We first covered a list of backpacking supplies to get, and then backpacking food and clothing tips. That stuff is all great, but now it’s time to hit the trail. Of course, it’s not wise to go straight from REI to the backwoods – you’ll need to train first. Whether you’re a first time backpacker or a backpacking veteran, it’s essential to get out, test your gear, and train appropriately to avoid later problems.
Step 1: Test and Take Stock of your Backpacking Gear
You’ll want to give everything a visual inspection and some of your essentials a test run. I would recommend:
- checking your pack and tent for holes and tears
- filling your water bladder or container and applying pressure to test for leaks
- running water through your filter to make sure it is working properly
- testing out your stove – this is a big one as I learned from having a fuel pump leak that resulted in a melted pump – check your o-ring!
- make sure your first aid kit is stocked and used products from your last trip are replenished
- check batteries on all battery powered products
Step 2: Load your Backpack and Weigh it
- make sure everything fits in your pack properly, including clothing, food, and water
- weigh your pack. Everyone is going to have a different max out weight that you’ll want to make sure you are under in order to hike comfortably. Somewhere between 12-18 lbs. is a general weight guideline for a 3 or 4 day trip. Lightweight die-hards shoot for under 12 lbs., but in reality, it’s hard to do.
- cut down on any excess weight that has no true function
Step 3: Break in your Boots
This could really be step one or two, but you’ll definitely want to do a lot of hiking or just plain walking around to break in your boots. I’d recommend at least 50 miles or so on your pair before you actually get out and backpack. Wear them to work, around the neighborhood, or on a trail – it really doesn’t matter.
Step 4: Get Out and Hike!
Finally. You’ve got your stuff, you’ve tested it, and you’ve got the boots worn in a little. It’s time to get out there and condition yourself to carry the weight. Before your first backpacking trip, it would be to your benefit to get at least a month and preferably more of training in. Why train so much? You will want to make sure that the weight you are carrying is not too much over a long haul. Additionally, your muscles need to get use to the weight and your boots. Here is a recommended training schedule:
- Week 1: Hike half of your maximum daily trip distance with half of your full weight load in your pack. Do this twice, a few days apart.

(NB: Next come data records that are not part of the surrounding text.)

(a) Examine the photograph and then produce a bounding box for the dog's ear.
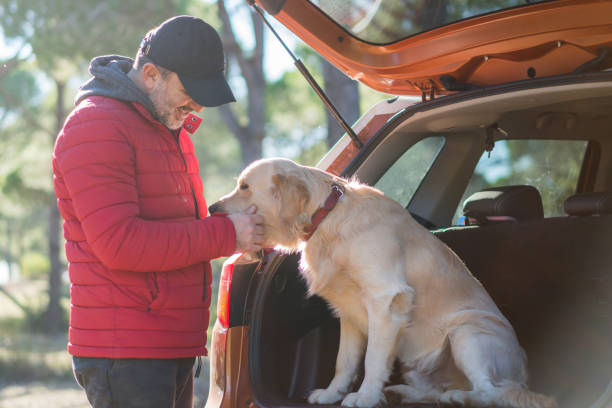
[269,171,312,249]
[272,172,310,219]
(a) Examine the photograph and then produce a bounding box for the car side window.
[374,136,445,207]
[452,139,588,224]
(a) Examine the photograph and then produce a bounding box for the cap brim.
[178,72,236,108]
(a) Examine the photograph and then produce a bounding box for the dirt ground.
[0,380,89,408]
[0,361,210,408]
[0,280,211,407]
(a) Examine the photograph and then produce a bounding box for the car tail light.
[217,253,242,329]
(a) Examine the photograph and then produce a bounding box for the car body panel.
[316,96,419,175]
[206,323,254,408]
[255,0,612,96]
[205,1,612,406]
[205,73,612,408]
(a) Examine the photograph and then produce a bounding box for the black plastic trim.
[227,260,260,328]
[248,252,294,407]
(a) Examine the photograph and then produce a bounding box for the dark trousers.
[72,356,195,408]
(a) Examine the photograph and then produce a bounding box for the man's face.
[149,71,203,130]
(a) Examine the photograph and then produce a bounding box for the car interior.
[249,76,612,408]
[435,189,612,408]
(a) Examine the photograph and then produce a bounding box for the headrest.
[564,192,612,216]
[463,185,544,225]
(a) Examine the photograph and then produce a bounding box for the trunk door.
[257,0,612,96]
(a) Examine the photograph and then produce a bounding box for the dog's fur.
[210,158,557,408]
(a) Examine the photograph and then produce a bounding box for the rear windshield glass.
[375,136,445,207]
[309,0,554,44]
[452,139,588,224]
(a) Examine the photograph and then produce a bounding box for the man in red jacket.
[53,15,263,408]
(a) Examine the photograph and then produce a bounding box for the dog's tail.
[499,385,558,408]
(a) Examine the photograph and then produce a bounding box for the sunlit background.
[0,0,587,406]
[0,0,390,406]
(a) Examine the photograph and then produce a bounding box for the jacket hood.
[75,55,156,115]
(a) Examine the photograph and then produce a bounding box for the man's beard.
[150,83,183,131]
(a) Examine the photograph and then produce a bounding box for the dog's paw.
[440,389,468,405]
[341,391,386,407]
[308,388,344,405]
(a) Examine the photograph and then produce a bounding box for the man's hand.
[227,205,265,253]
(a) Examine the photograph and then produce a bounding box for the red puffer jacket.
[53,95,236,358]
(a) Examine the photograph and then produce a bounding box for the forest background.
[0,0,387,406]
[0,0,584,406]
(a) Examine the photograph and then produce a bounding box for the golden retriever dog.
[209,158,557,408]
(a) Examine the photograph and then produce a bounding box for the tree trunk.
[218,0,266,168]
[45,79,65,333]
[238,127,263,167]
[321,58,360,147]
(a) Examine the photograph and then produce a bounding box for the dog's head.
[209,158,331,251]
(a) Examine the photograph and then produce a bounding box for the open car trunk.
[246,76,612,408]
[248,219,612,408]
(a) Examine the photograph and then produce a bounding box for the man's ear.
[141,63,163,91]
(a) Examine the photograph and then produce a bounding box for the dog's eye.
[240,183,249,190]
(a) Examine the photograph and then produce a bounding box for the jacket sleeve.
[54,114,237,272]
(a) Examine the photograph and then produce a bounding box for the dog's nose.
[208,202,221,214]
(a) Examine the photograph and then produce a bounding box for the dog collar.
[302,183,344,241]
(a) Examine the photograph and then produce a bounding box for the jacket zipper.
[174,131,200,220]
[174,130,207,301]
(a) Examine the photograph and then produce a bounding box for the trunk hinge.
[248,1,363,149]
[417,80,437,102]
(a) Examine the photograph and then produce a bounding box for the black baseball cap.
[140,15,236,107]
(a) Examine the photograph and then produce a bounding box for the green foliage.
[0,68,39,114]
[1,168,50,206]
[358,84,395,112]
[294,139,329,167]
[0,280,69,333]
[263,43,368,163]
[20,252,50,280]
[0,0,382,345]
[265,67,326,159]
[0,0,196,337]
[264,42,391,163]
[1,169,23,194]
[492,139,586,216]
[24,301,70,333]
[185,0,221,29]
[0,316,72,382]
[375,136,446,206]
[0,0,187,70]
[191,107,243,202]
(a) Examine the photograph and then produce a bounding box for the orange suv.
[206,1,612,407]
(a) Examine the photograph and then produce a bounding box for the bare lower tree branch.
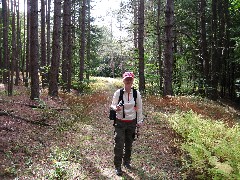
[0,109,50,126]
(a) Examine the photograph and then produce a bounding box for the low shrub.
[168,111,240,179]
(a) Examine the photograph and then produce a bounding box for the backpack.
[109,88,137,121]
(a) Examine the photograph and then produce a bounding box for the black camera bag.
[109,108,116,120]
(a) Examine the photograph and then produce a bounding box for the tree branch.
[0,109,51,126]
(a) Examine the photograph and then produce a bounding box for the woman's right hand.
[116,105,122,111]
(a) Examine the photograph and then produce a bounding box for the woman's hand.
[136,122,144,128]
[116,105,122,111]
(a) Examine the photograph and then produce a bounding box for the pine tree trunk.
[163,0,174,96]
[15,0,20,86]
[79,0,86,84]
[21,0,26,82]
[86,0,91,80]
[0,15,2,82]
[25,0,30,87]
[46,0,51,66]
[223,0,233,99]
[218,0,225,97]
[62,0,72,92]
[41,0,47,88]
[138,0,145,93]
[2,0,9,84]
[9,0,16,96]
[200,0,210,96]
[133,0,138,50]
[157,0,163,92]
[49,0,61,97]
[30,0,40,100]
[210,0,218,100]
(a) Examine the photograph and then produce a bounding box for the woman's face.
[123,77,134,87]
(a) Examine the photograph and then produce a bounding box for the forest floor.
[0,77,240,179]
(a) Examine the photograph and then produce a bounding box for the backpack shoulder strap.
[118,88,124,103]
[119,88,125,118]
[132,88,137,107]
[132,88,138,125]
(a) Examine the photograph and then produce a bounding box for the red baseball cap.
[123,72,134,79]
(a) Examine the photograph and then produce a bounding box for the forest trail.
[2,78,239,179]
[0,79,182,179]
[0,78,239,180]
[56,77,183,179]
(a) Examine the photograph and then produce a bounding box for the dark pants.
[114,120,136,168]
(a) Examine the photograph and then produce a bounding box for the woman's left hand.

- Week 2: Hike the maximum daily trip distance with half of your weight load in the pack. Also, twice.
- Week 3: Hike half of your maximum daily daily trip distance with your full pack load. Do this twice.
- Week 4: Hike the full maximum daily trip distance with your full pack load. Twice, again.
I would recommend giving a full week’s rest in between your last training hike and the start of your backpacking trip, so take this into consideration when planning when you want to start your training.